The crisis has moved everything virtually, and the good news is that many of us have already been investing significantly in this space, but it’s exacerbated the need to create solutions that make care accessible anywhere at any time. It’s also exacerbated the friction that’s in the current healthcare infrastructure. The focus on consumer experience, and making it as frictionless as possible, as well as making sure individuals are receiving the care and resources they need, and not be bombarded by a 100 different point solutions, is really important. People are struggling to access care from both primary care and behavioral health standpoints, so how we can identify those individuals proactively, understand who they are, where they are, and what care is required, and then reach out to them proactively with a cleanly targeted set of services that are more likely to satisfy their needs now, is what we’re trying to solve for. And all of this comes down to having the most complete, refreshed set of data on those individuals.
Through the ingestion of the data, we have touched on is basically run internal member identification algorithms allowing us to identify an individual’s risk.
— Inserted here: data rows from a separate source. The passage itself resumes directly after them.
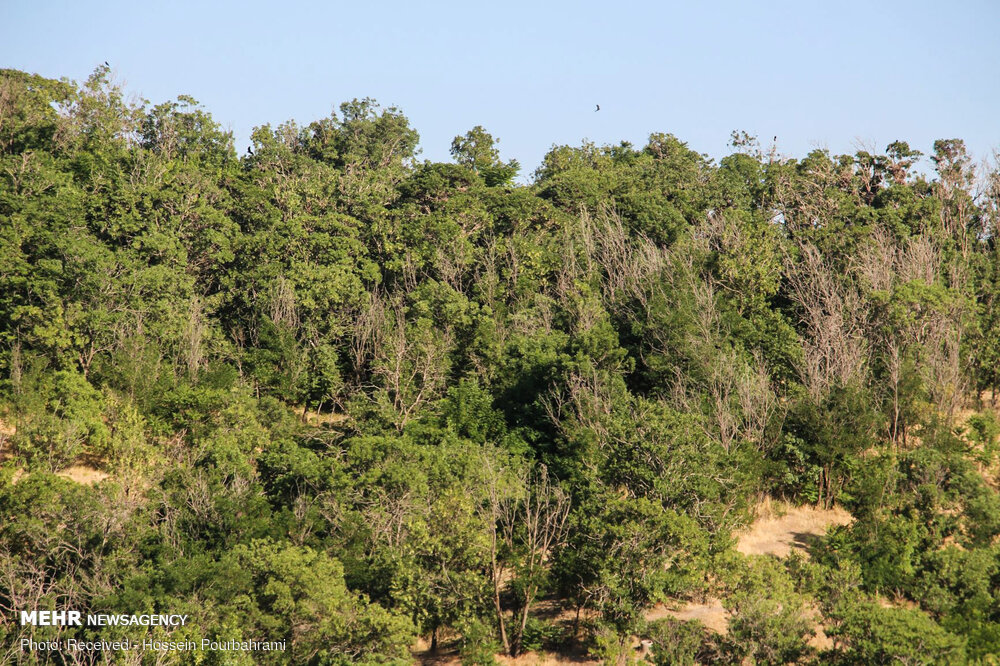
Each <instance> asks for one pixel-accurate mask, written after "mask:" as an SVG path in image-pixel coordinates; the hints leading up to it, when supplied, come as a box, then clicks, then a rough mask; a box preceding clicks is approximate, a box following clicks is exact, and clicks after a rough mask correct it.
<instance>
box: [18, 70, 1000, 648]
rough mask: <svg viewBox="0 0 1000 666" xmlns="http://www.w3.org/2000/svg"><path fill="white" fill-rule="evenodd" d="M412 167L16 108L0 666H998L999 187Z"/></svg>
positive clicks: (393, 111)
mask: <svg viewBox="0 0 1000 666" xmlns="http://www.w3.org/2000/svg"><path fill="white" fill-rule="evenodd" d="M463 129H464V128H456V131H458V132H461V131H462V130H463ZM418 144H419V136H418V134H417V130H416V129H415V128H413V127H411V125H410V122H409V121H408V119H407V118H406V116H405V115H404V114H403V112H402V111H401V110H400V109H397V108H395V107H383V106H380V105H379V104H378V103H377V102H375V101H374V100H372V99H362V100H358V99H355V100H352V101H349V102H345V103H343V104H341V105H340V106H339V107H338V108H337V109H336V110H334V111H333V112H332V113H331V115H330V116H329V117H327V118H323V119H320V120H315V121H312V122H309V123H308V124H304V125H300V124H297V123H296V122H294V121H289V122H286V123H284V124H282V125H279V126H277V127H273V126H270V125H262V126H260V127H258V128H256V130H255V131H254V133H253V137H252V146H250V147H249V149H247V150H246V151H245V152H244V151H243V150H242V149H238V148H237V147H236V146H235V145H234V139H233V135H232V133H231V132H228V131H226V130H224V129H223V128H222V127H221V126H220V125H219V124H218V123H217V122H215V121H214V120H213V119H212V116H211V114H210V113H209V112H208V111H207V110H205V109H204V108H203V107H201V106H200V105H199V104H198V103H197V102H196V101H195V100H194V99H191V98H190V97H186V96H181V97H178V98H177V99H176V101H172V102H166V103H162V104H153V103H150V102H147V101H145V100H142V99H138V98H136V97H135V96H134V95H132V94H130V92H129V91H127V90H125V89H124V88H123V87H122V86H121V85H120V84H118V83H116V81H115V80H114V78H113V77H112V75H111V71H110V69H109V68H108V67H106V66H102V67H99V68H98V69H96V70H95V71H94V73H93V74H92V75H91V76H90V78H89V79H87V80H86V81H85V82H84V83H82V84H77V83H74V82H72V81H69V80H67V79H63V80H54V79H48V78H43V77H41V76H38V75H33V74H29V73H25V72H21V71H15V70H9V69H8V70H0V663H24V664H40V663H58V664H99V663H115V664H137V665H138V664H144V665H145V664H148V665H153V664H156V665H160V664H204V665H216V664H218V665H221V664H233V665H236V664H310V665H343V664H413V663H429V664H463V665H465V664H467V665H473V664H477V665H478V664H495V663H505V664H513V663H517V664H531V663H543V661H541V660H543V659H547V660H548V661H545V662H544V663H561V662H562V661H566V662H570V661H575V662H576V663H606V664H627V663H653V664H678V665H686V664H710V663H711V664H714V663H729V664H805V663H816V664H820V663H822V664H843V665H847V664H906V665H913V664H997V663H1000V494H998V488H1000V460H998V456H1000V448H998V446H1000V419H998V416H997V414H998V412H997V401H996V392H997V387H998V385H1000V247H998V245H997V242H996V241H997V239H996V233H997V227H998V223H1000V170H998V169H997V166H996V164H995V163H991V162H984V163H979V162H977V161H976V159H974V156H973V155H971V154H970V153H969V151H968V150H967V149H966V146H965V144H964V143H963V141H962V140H960V139H941V140H938V141H935V142H934V144H933V146H921V148H923V149H924V151H926V154H925V153H922V152H920V151H918V150H916V149H915V148H911V147H910V145H908V144H907V143H906V142H904V141H902V140H898V141H895V142H893V143H892V144H890V145H888V146H887V147H885V149H884V150H881V149H876V148H870V149H859V150H858V151H857V152H855V153H854V154H850V155H834V154H830V152H829V151H826V150H814V151H812V152H810V153H809V154H808V155H805V156H802V157H797V158H791V157H788V156H786V155H782V154H780V153H779V152H778V149H777V147H776V146H773V145H772V146H768V145H763V144H761V142H759V141H758V140H757V139H756V137H754V136H753V135H751V134H748V133H746V132H742V131H737V132H734V133H733V135H732V143H731V149H732V152H731V154H729V155H728V156H726V157H724V158H721V159H719V160H717V161H716V160H714V159H710V158H709V157H707V156H706V155H703V154H700V153H698V152H696V151H695V150H693V149H692V148H690V147H688V145H687V144H686V143H684V141H682V140H681V139H679V138H677V137H675V136H673V135H671V134H666V133H662V134H661V133H655V134H652V135H650V136H649V139H648V142H647V143H646V145H644V146H636V145H632V144H630V143H627V142H622V143H620V144H618V145H595V144H593V143H589V142H583V143H582V144H581V145H579V146H553V147H552V148H551V150H550V151H549V152H548V154H547V155H546V157H545V159H544V161H543V163H542V165H541V166H540V167H539V168H538V169H537V170H536V171H535V172H534V173H532V174H523V173H521V166H520V165H519V164H518V163H517V162H516V161H514V160H510V161H504V160H503V159H502V158H501V154H500V150H499V143H498V141H497V140H496V139H495V138H494V137H493V136H491V135H490V133H489V132H488V131H487V130H486V129H484V128H483V127H481V126H477V127H474V128H472V129H470V130H468V131H466V132H465V133H459V134H458V136H456V137H455V139H454V142H453V143H452V145H451V155H452V156H453V161H452V162H449V163H438V162H431V161H425V160H421V159H419V152H418V150H417V148H418ZM768 506H770V507H772V513H773V514H774V515H776V516H779V517H780V515H781V514H782V513H786V512H793V511H797V510H800V509H801V510H803V511H804V510H806V509H808V510H809V511H812V512H814V513H815V514H816V515H821V514H822V515H826V514H828V513H831V512H839V513H838V515H841V514H843V515H844V516H846V518H845V519H844V520H842V521H839V523H838V524H836V525H831V526H830V527H829V529H827V530H825V531H824V532H822V533H821V534H817V535H802V536H801V538H800V539H799V540H800V541H801V542H802V543H798V544H795V545H794V547H793V548H792V549H791V552H789V553H788V554H784V555H774V554H746V553H744V552H741V549H739V548H738V542H739V539H740V535H741V534H744V533H746V531H747V530H749V529H751V528H752V526H753V525H754V524H755V522H756V521H759V520H761V519H762V517H764V514H763V513H762V507H768ZM706 603H717V604H718V605H719V607H720V609H721V611H720V612H722V613H723V615H724V622H725V625H724V626H723V627H722V629H721V630H719V629H718V628H712V627H710V626H708V625H707V623H704V622H702V621H700V620H699V619H697V618H691V617H687V616H685V614H684V613H682V612H680V611H681V610H682V609H684V608H685V607H687V606H688V605H691V604H706ZM36 609H37V610H62V609H71V610H79V611H82V612H84V613H87V612H92V613H116V614H119V613H120V614H140V613H171V614H180V615H188V616H190V618H191V619H190V620H189V621H188V622H187V623H186V624H185V625H184V626H147V627H86V626H85V627H61V626H49V627H45V626H31V625H27V626H25V625H22V624H20V623H19V622H18V620H17V613H18V612H19V611H21V610H36ZM23 638H30V639H32V640H35V641H42V640H65V639H68V638H72V639H78V640H81V641H84V640H89V641H93V640H98V639H101V640H108V641H111V640H123V639H130V640H132V641H141V640H144V639H149V640H156V641H173V642H181V641H201V640H202V639H211V640H216V641H245V640H255V641H285V644H286V645H287V649H285V650H284V651H273V652H255V651H244V652H223V651H205V652H190V651H189V652H185V651H155V650H131V651H128V652H125V653H103V652H100V651H90V652H88V651H72V652H70V651H63V652H40V651H25V650H23V649H21V647H20V641H21V640H22V639H23ZM820 638H822V640H820ZM531 658H534V659H537V660H539V661H537V662H535V661H530V660H529V659H531Z"/></svg>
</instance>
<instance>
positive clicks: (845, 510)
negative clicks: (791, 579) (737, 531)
mask: <svg viewBox="0 0 1000 666" xmlns="http://www.w3.org/2000/svg"><path fill="white" fill-rule="evenodd" d="M770 513H771V515H764V516H763V517H761V518H759V519H758V520H756V521H754V523H753V525H751V526H750V528H749V529H747V530H746V531H745V532H743V533H741V534H738V535H737V539H738V543H737V546H736V550H738V551H739V552H741V553H743V554H744V555H774V556H775V557H787V556H788V555H789V554H790V553H791V552H792V550H800V551H803V552H805V551H806V550H807V549H808V548H809V546H810V545H812V544H813V543H815V542H816V540H817V539H819V538H820V537H822V536H823V535H825V534H826V531H827V530H828V529H829V528H830V527H833V526H834V525H849V524H850V523H851V522H852V521H853V520H854V518H853V517H852V516H851V514H850V513H848V512H847V511H846V510H844V509H842V508H841V507H834V508H833V509H817V508H816V507H811V506H795V507H786V508H779V509H778V510H777V511H772V512H770Z"/></svg>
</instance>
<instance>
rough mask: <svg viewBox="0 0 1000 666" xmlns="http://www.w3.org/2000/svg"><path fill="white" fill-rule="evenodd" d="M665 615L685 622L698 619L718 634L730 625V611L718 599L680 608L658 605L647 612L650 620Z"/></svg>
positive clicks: (687, 605) (711, 630)
mask: <svg viewBox="0 0 1000 666" xmlns="http://www.w3.org/2000/svg"><path fill="white" fill-rule="evenodd" d="M665 617H672V618H674V619H677V620H683V621H685V622H687V621H689V620H697V621H699V622H701V623H702V624H703V625H705V627H706V628H707V629H710V630H711V631H714V632H715V633H717V634H725V633H726V631H727V630H728V627H729V612H728V611H727V610H726V609H725V608H724V607H723V606H722V602H721V601H719V600H718V599H708V600H707V601H706V602H705V603H703V604H696V603H688V604H685V605H684V606H681V607H680V608H667V607H665V606H659V605H658V606H655V607H654V608H652V609H651V610H650V611H649V612H648V613H647V614H646V619H647V620H649V621H653V620H662V619H663V618H665Z"/></svg>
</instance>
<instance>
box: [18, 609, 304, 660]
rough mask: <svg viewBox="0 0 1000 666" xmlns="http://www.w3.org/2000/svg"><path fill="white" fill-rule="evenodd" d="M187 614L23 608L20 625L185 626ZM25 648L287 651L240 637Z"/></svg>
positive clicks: (105, 626)
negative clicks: (25, 609)
mask: <svg viewBox="0 0 1000 666" xmlns="http://www.w3.org/2000/svg"><path fill="white" fill-rule="evenodd" d="M188 617H189V616H188V615H178V614H170V613H163V614H142V615H127V614H122V613H86V614H84V613H82V612H80V611H74V610H61V611H40V610H34V611H20V621H21V626H22V627H23V626H28V625H30V626H35V627H183V626H185V625H186V624H187V621H188ZM21 650H22V651H30V652H34V651H48V652H57V651H73V652H80V651H86V652H98V651H100V652H103V651H130V650H153V651H160V652H165V651H170V652H174V651H193V650H205V651H223V652H284V651H285V641H284V640H280V641H266V640H241V639H230V640H225V639H221V640H220V639H210V638H203V639H201V640H154V639H149V638H143V639H141V640H138V639H137V640H129V639H119V640H113V641H105V640H80V639H76V638H64V639H58V640H34V639H33V638H22V639H21Z"/></svg>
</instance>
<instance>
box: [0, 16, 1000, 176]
mask: <svg viewBox="0 0 1000 666" xmlns="http://www.w3.org/2000/svg"><path fill="white" fill-rule="evenodd" d="M998 28H1000V3H997V2H993V1H987V0H983V1H966V2H962V1H957V2H952V3H944V2H923V1H910V2H895V1H893V2H878V3H875V2H853V1H850V2H845V1H841V2H810V1H808V0H799V1H797V2H769V3H768V2H765V3H750V2H736V1H725V2H724V1H721V0H720V1H714V2H713V1H705V2H694V1H689V2H629V1H627V0H622V1H618V2H615V1H611V2H608V1H605V2H601V3H595V2H573V3H570V2H545V1H544V0H536V1H535V2H519V1H518V2H507V3H502V4H496V3H475V2H435V3H422V2H417V1H411V2H383V3H370V2H359V1H355V2H350V3H346V2H305V1H302V0H287V1H285V2H279V3H268V2H258V1H256V0H244V1H243V2H238V3H237V2H211V1H207V2H205V1H202V2H189V1H187V0H175V1H164V2H155V3H135V2H123V1H119V0H111V1H106V2H101V3H96V2H81V1H80V0H74V1H63V0H59V1H53V0H48V1H47V0H2V4H0V66H3V67H14V68H17V69H22V70H26V71H30V72H36V73H39V74H42V75H45V76H51V77H56V78H58V77H62V76H65V77H69V78H71V79H75V80H77V81H82V80H83V79H85V78H86V77H87V75H88V74H89V73H90V72H91V71H92V70H93V68H94V67H96V66H97V65H98V64H100V63H102V62H104V61H105V60H107V61H109V62H110V63H111V65H112V68H113V71H114V73H115V75H116V77H117V78H118V79H119V80H120V81H122V82H124V83H125V84H126V87H127V89H128V90H130V91H132V92H135V93H137V94H138V95H141V96H142V97H144V98H146V99H148V100H150V101H152V102H155V103H159V102H163V101H166V100H168V99H173V98H175V97H176V96H177V95H180V94H188V95H191V96H193V97H195V98H196V99H198V100H199V101H200V102H202V104H204V106H205V107H206V108H207V109H208V110H209V111H210V112H211V113H212V114H213V116H214V118H215V119H216V120H217V121H218V122H220V123H221V124H222V125H223V126H224V127H227V128H229V129H232V130H233V131H234V132H235V134H236V137H237V146H238V147H239V148H240V149H241V150H242V149H243V147H244V146H245V144H246V143H248V137H249V134H250V131H251V129H252V128H253V127H254V126H257V125H261V124H264V123H272V124H277V123H280V122H283V121H285V120H288V119H295V120H296V121H298V122H299V123H300V124H306V123H308V122H310V121H312V120H315V119H317V118H321V117H325V116H328V115H329V114H330V112H331V111H332V110H333V109H334V108H335V107H337V106H338V105H339V103H340V102H342V101H344V100H348V99H352V98H354V97H365V96H369V97H373V98H375V99H377V100H378V101H379V102H381V103H382V104H383V105H390V104H394V105H396V106H399V107H400V108H401V109H402V110H403V112H404V113H405V114H406V115H407V116H408V117H409V119H410V121H411V123H412V125H413V126H414V127H415V128H416V129H417V130H418V131H419V133H420V136H421V148H422V149H423V153H422V155H421V157H422V158H426V159H432V160H447V159H449V156H448V148H449V146H450V144H451V139H452V137H454V136H455V135H456V134H462V133H464V132H465V131H467V130H468V129H470V128H472V127H473V126H474V125H483V126H485V127H486V128H487V129H488V130H489V131H490V132H492V133H493V135H494V136H496V137H499V138H500V139H501V143H500V149H501V154H502V156H503V157H504V158H505V159H509V158H512V157H513V158H517V159H518V160H520V161H521V163H522V165H523V167H524V171H525V172H527V173H530V172H531V171H532V170H533V169H534V168H535V167H536V166H538V164H539V162H540V161H541V159H542V156H543V155H544V154H545V153H546V152H547V151H548V149H549V148H550V147H551V146H552V145H553V144H571V145H579V144H580V142H581V141H582V140H584V139H589V140H591V141H595V142H597V143H617V142H619V141H622V140H627V141H631V142H633V143H635V144H637V145H643V144H644V143H645V140H646V138H647V137H648V135H649V134H650V133H651V132H670V133H673V134H675V135H676V136H678V137H679V138H680V139H682V140H684V141H686V142H687V143H688V144H689V145H690V146H691V147H692V148H694V149H695V150H698V151H699V152H704V153H708V154H709V155H711V156H713V157H716V158H718V157H721V156H722V155H725V154H727V152H728V148H727V144H728V141H729V135H730V132H731V131H732V130H734V129H741V130H746V131H748V132H750V133H752V134H756V135H758V136H759V137H761V139H762V140H766V141H767V142H770V140H771V137H773V136H775V135H776V136H777V137H778V148H779V151H780V152H781V153H782V154H785V155H789V156H802V155H805V154H806V153H807V152H808V151H809V150H811V149H813V148H815V147H825V148H829V149H830V150H832V151H834V152H837V153H840V152H853V151H854V150H856V149H858V147H859V146H861V145H864V146H871V147H875V148H877V149H883V148H885V146H886V144H888V143H889V142H891V141H893V140H896V139H902V140H906V141H908V142H909V143H910V145H911V146H912V147H914V148H917V149H919V150H922V151H924V152H925V153H927V152H930V150H931V145H932V143H933V141H934V140H935V139H938V138H952V137H958V138H963V139H965V141H966V143H967V145H968V146H969V148H970V149H971V150H972V151H973V153H974V154H975V155H976V156H978V157H985V156H987V155H988V154H990V153H991V152H992V151H993V150H994V149H996V148H1000V122H998V118H1000V113H998V112H1000V38H998V37H997V29H998ZM595 104H600V105H601V111H600V112H598V113H595V112H594V106H595Z"/></svg>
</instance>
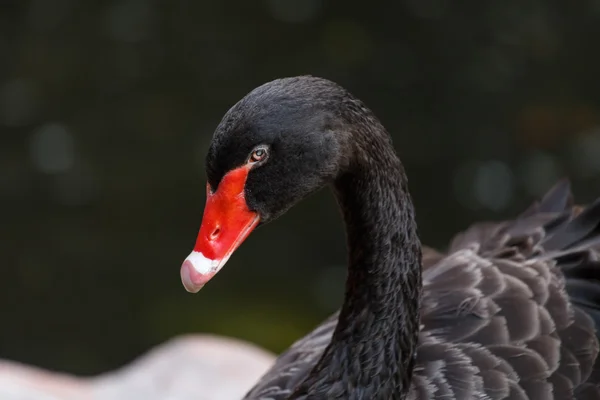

We have about 70 models from cardiac to SDOH identification, to risk profiling for being COVID-19 positive, to geographical risk, to readmissions risk, etc., and we run these models on a daily basis with our population. With COVID, we are now also ingesting data sets coming from the testing centers in the four states we operate in, from the public health authorities, and also from the various hospitals with whom we have partnerships that are primarily focused on our primary care populations.
That data is combined with our historical data; we feed it into our 70-model system, and every day we come out with a risk profile by member, which is prioritized based on those risks and teed up to our nurse-staffed case management team, which then looks up the historical data and longitudinal health records, and then based on that profile, they create a call list every day and reach out to individuals. The great advantage of that is that not only do we have a better sense on a daily basis of peoples’ risk profiles, but now our nurses need the minimal amount of time to ask questions to individuals since they already have the data and have already prepared for that call. So they can then really focus on a very compassionate and personal conversation that is non-clinical, non-technical and non-financial to validate if the risk profiles from the predictive models actually correlate to a real situation. If they do, they can then spend their time talking about potential recommendations.
The CMS final rule on interoperability and patient access puts the onus on health plans to be much better at providing patients with easy access to their claims data. How did these regulations land for you?
We’re very excited about this. We’re founding and board members of two alliances—one being the CARIN Alliance, which is focused on the individual’s right to access that record through a machine readable resource—so in this case HL7’s FHIR APIs, which were codified into the CMS rules. We were part of the effort to help advocate for this for the last four or five years. The second workgroup we’re involved with is the HL7 Da Vinci Project, focused on defining on HL7 FHIR use cases for payer-provider partnerships, particularly for those moving away from fee-for-service to value-based care.
We [recently] announced we were one of the first payer-providers to go into production with SMART on FHIR protocols between MultiCare of Tacoma, Regence, and Oregon Health & Science University. So we are mobilizing, not just to be compliant by Jan. 1, but we’re looking to solve this at a member experiential level. We want to ensure that starting Jan. 1, a member using their Regence iOS-powered mobile app, for instance, can immediately understand their records, understand through a workflow what they need to do to download their claims data onto their iPhone, and also make sure they know they have a right to direct that data to a third-party of their choice. I think there’s going to be an extraordinary explosion of innovation that will be completely untethered from the legacy health IT players. Everyone will need to step up and play.